Image: Site of missile attack in Pakistan
Haji Mujtaba  /  Reuters
Tribesmen gather at a site of a missile attack on the outskirts of Miranshah, near the Afghan border, Oct. 12.
updated 10/12/2008 11:29:50 AM ET 2008-10-12T15:29:50

The latest in a barrage of suspected U.S. missile strikes in Pakistan's northwest killed five people, but none was believed to be a foreign al-Qaida fighter, officials said Sunday.

Two unmanned airplanes were seen above the town of Miran Shah in the North Waziristan tribal region minutes before missiles hit a house near a matchbox factory Saturday, two intelligence officials said.

The officials spoke on condition of anonymity because they were not authorized to speak to the media. They said local informants reported no foreigners among the dead.

Army spokesmen could not immediately be reached for comment.

Also Sunday, security forces waging an offensive in the Bajur tribal region killed at least 25 more suspected militants, government official Jamil Khan said.

Suspected militants killed in clashes
Khan told the AP that helicopter gunships shelled militants' bunkers overnight in the Charmang area of Bajur, killing at least 10 people. During the day Sunday, 15 more suspected militants were killed in the clashes, he said.

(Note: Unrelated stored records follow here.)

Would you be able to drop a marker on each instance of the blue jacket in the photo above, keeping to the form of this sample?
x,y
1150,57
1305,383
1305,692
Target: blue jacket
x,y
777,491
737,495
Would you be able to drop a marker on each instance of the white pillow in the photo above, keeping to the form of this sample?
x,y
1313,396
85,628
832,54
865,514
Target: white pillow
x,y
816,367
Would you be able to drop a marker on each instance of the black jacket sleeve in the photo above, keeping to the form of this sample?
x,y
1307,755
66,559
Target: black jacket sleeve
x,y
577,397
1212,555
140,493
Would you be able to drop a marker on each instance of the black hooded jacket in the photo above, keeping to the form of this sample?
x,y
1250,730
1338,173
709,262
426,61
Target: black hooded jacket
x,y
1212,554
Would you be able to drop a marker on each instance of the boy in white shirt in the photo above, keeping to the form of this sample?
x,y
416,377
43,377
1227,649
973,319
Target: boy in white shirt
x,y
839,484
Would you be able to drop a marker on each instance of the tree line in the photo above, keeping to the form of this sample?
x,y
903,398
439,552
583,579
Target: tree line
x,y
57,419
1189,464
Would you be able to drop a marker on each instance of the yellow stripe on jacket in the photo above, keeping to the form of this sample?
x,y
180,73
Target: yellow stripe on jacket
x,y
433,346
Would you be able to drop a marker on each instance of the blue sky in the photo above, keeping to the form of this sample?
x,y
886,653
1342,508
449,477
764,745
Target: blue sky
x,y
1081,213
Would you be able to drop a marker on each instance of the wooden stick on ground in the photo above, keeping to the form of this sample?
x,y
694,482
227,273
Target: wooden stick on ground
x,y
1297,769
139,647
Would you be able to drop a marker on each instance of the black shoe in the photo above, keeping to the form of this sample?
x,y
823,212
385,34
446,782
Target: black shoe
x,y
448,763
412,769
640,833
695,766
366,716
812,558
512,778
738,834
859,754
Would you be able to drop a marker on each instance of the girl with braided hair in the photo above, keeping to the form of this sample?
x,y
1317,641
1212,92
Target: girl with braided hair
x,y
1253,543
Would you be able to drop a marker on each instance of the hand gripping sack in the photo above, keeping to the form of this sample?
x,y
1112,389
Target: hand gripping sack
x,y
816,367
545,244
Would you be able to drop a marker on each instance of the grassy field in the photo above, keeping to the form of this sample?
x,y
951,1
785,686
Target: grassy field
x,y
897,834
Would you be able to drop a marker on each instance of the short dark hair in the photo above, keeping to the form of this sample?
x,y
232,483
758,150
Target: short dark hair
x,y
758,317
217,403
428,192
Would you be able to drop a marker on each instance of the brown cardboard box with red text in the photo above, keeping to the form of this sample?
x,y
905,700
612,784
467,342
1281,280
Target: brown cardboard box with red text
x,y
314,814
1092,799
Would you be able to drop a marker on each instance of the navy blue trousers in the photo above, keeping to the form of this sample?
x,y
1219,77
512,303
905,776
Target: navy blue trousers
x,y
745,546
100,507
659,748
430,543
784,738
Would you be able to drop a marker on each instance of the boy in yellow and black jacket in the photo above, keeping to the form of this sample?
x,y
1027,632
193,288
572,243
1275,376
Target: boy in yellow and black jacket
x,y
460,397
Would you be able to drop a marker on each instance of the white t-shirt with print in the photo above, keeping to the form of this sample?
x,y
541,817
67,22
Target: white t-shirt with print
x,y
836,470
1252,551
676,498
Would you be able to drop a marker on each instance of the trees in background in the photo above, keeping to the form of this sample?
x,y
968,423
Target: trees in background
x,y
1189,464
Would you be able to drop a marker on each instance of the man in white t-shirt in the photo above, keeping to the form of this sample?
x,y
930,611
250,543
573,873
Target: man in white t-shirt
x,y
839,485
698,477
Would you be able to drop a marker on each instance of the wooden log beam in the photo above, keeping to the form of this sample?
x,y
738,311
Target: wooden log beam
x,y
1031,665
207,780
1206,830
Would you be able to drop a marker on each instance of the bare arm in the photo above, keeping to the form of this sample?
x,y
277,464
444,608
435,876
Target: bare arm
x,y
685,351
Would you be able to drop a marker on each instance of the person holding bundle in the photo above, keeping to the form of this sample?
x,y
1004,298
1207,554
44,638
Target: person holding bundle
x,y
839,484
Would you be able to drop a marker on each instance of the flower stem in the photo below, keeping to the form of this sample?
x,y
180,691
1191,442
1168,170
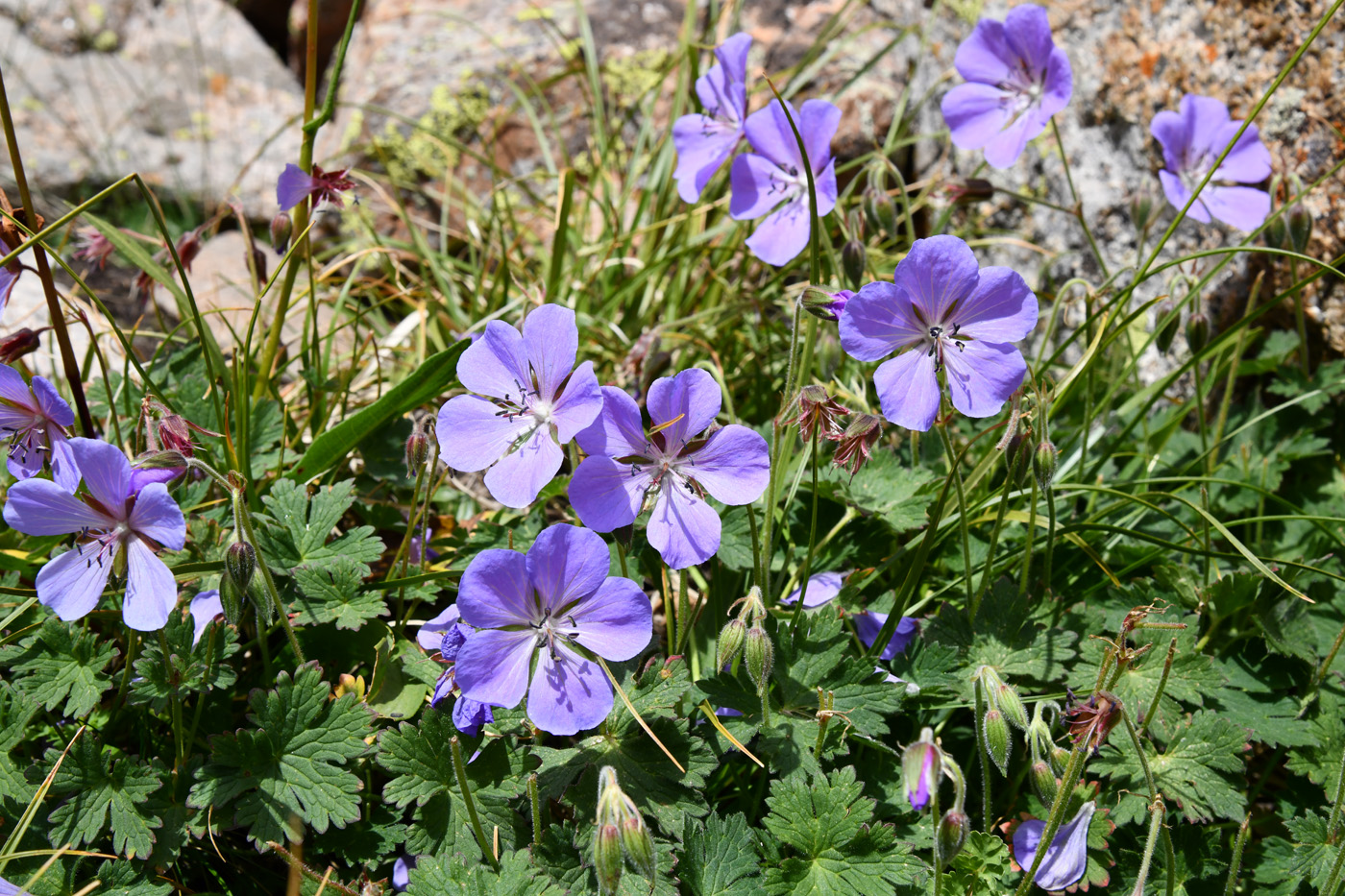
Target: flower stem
x,y
460,770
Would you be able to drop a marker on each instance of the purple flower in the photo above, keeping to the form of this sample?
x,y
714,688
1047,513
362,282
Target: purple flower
x,y
951,316
550,608
674,460
121,519
206,608
1192,140
868,624
773,181
703,141
822,588
1066,858
537,399
34,419
1017,78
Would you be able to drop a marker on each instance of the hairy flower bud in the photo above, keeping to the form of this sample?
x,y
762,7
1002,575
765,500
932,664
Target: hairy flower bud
x,y
281,228
760,657
951,835
239,566
730,643
607,858
998,739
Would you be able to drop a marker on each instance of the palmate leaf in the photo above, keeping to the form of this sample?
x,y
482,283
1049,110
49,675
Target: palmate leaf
x,y
104,792
61,664
830,845
292,762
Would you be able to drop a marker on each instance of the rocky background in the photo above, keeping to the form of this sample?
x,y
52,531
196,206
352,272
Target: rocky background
x,y
201,97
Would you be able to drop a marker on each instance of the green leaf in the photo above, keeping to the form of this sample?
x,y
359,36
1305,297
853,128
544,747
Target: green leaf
x,y
188,668
1196,771
721,858
292,762
420,388
104,791
61,664
831,846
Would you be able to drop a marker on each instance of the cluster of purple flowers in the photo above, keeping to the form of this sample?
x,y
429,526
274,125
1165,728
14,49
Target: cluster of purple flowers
x,y
773,178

Insurgents were fighting a local tribal militia formed to rid the area of militants. Two local tribesmen also were killed, Khan said.

Al-Qaida, a mainly Arab terror network, and the Taliban, which has both Afghan and Pakistani components, have established bases in Pakistan's tribal regions, where they are said to plan attacks on U.S. and NATO forces across the border in Afghanistan.

Under U.S. pressure, Pakistan has carried out military offensives against insurgents while also trying to woo various tribes to turn against extremists. But the U.S. has recently signaled its impatience with Pakistani efforts by apparently staging several cross-border assaults.

The latest strike brings to at least 12 the number of cross-border missile attacks believed carried out by the U.S. since mid-August. More than 100 people, most of them alleged militants, have been killed, according to figures provided to the AP by Pakistani intelligence officials.

The United States rarely confirms or denies the attacks. Pakistani leaders routinely criticize the strikes as violations of sovereignty, but those protests have had little tangible effect on the two nations' anti-terror alliance.

The military has said its two-month-old offensive in Bajur has killed more than 1,000 insurgents.